SIGKILL when Running Distributed Applications

cotton_candy · March 4, 2021, 5:57am

I have been trying to the MoCo code from Facebook Research on a machine with 4 GPUs but have been consistently receiving SIGKILLs.

If I run this command (which uses the nccl backend by default),

python main_moco.py -a resnet50 --lr 0.015 --batch-size 128 --dist-url 'tcp://localhost:10001' --multiprocessing-distributed --world-size 1 --rank 0 --mlp --moco-t 0.2 --aug-plus --cos

I get a SIGKILL as follows:

File "main_moco.py", line 406, in <module>
    main()
  File "main_moco.py", line 130, in main
    mp.spawn(main_worker, nprocs=ngpus_per_node, args=(ngpus_per_node, args))
  File "my_path/lib/python3.7/site-packages/torch/multiprocessing/spawn.py", line 199, in spawn
    return start_processes(fn, args, nprocs, join, daemon, start_method='spawn')
  File "my_path/lib/python3.7/site-packages/torch/multiprocessing/spawn.py", line 157, in start_processes
    while not context.join():
  File "my_path/lib/python3.7/site-packages/torch/multiprocessing/spawn.py", line 107, in join
    (error_index, name)
Exception: process 2 terminated with signal SIGKILL

With some simple print statements, I have pinpointed this issue to the init_process_group call here.
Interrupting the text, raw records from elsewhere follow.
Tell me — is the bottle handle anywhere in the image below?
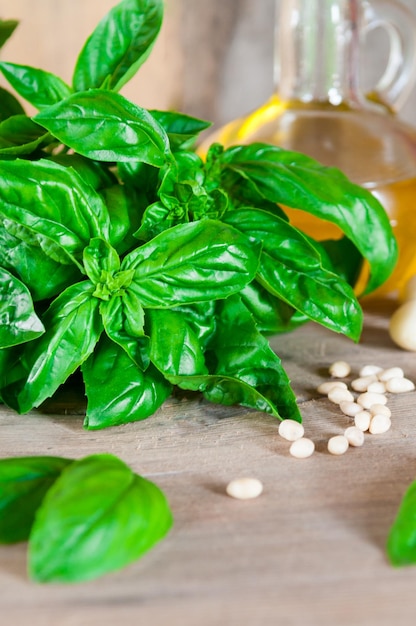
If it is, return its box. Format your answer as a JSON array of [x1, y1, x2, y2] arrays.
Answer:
[[364, 0, 416, 111]]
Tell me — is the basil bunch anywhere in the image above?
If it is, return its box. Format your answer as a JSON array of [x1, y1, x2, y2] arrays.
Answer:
[[0, 454, 172, 583], [0, 0, 397, 429]]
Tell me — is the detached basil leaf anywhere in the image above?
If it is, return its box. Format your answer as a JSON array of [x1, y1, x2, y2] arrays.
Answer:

I also tried to run the code with the gloo backend. Now the init_process_group call succeeds, but my code fails with a SIGKILL just a little while later in the call to model.cuda().
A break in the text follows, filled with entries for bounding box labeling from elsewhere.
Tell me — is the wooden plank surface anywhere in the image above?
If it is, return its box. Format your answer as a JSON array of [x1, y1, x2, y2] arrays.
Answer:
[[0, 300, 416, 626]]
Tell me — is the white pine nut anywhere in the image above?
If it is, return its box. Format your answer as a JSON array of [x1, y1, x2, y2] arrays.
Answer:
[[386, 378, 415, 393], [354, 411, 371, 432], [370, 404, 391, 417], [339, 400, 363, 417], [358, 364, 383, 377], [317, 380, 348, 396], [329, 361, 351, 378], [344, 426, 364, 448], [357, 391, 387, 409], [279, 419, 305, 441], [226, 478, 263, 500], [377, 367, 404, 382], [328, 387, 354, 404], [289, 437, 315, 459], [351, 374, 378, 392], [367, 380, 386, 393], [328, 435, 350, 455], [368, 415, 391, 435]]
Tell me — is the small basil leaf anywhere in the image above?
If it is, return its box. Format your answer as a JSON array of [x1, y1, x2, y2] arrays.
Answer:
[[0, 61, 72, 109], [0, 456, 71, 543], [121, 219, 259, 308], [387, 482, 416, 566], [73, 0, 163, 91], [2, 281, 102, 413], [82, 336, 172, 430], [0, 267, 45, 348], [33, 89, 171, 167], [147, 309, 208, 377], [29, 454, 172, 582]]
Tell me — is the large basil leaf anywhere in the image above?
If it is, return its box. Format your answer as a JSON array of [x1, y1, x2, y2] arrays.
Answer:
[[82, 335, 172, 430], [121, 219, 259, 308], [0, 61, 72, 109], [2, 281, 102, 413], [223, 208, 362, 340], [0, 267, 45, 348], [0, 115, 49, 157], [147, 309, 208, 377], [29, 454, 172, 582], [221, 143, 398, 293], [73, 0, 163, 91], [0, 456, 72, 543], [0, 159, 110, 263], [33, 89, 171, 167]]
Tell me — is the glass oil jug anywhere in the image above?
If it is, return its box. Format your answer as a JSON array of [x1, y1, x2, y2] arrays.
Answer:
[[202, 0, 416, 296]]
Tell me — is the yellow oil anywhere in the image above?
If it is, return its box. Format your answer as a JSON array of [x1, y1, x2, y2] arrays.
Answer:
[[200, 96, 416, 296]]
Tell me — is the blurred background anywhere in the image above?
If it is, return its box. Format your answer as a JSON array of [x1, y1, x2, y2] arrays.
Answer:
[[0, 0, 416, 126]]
To narrow in on the issue a little more, I tried running the example code in the Setup section of the PyTorch distributed applications tutorial. This code runs perfectly with a gloo backend, but when I replace it with an nccl backend, the code either hangs on the call to init_process_group or crashes with the following stack trace:

File "multi_proc_test.py", line 17, in init_process
    dist.init_process_group(backend, rank=rank, world_size=size)
  File "my_path/lib/python3.7/site-packages/torch/distributed/distributed_c10d.py", line 455, in init_process_group
    barrier()
  File "my_path/python3.7/site-packages/torch/distributed/distributed_c10d.py", line 1960, in barrier
    work = _default_pg.barrier()
RuntimeError: Broken pipe

If it helps, I have confirmed that torch.distributed.is_nccl_available() returns true.

Any ideas why the code is failing in these places when I use the gloo/nccl backends?

Thank you in advance for your help!

ptrblck · March 5, 2021, 6:04am

The broken pipe error could be raised if one process died unexpectedly.
You could rerun the minimal example with NCCL_DEBUG=INFO and check, if NCCL detects any errors.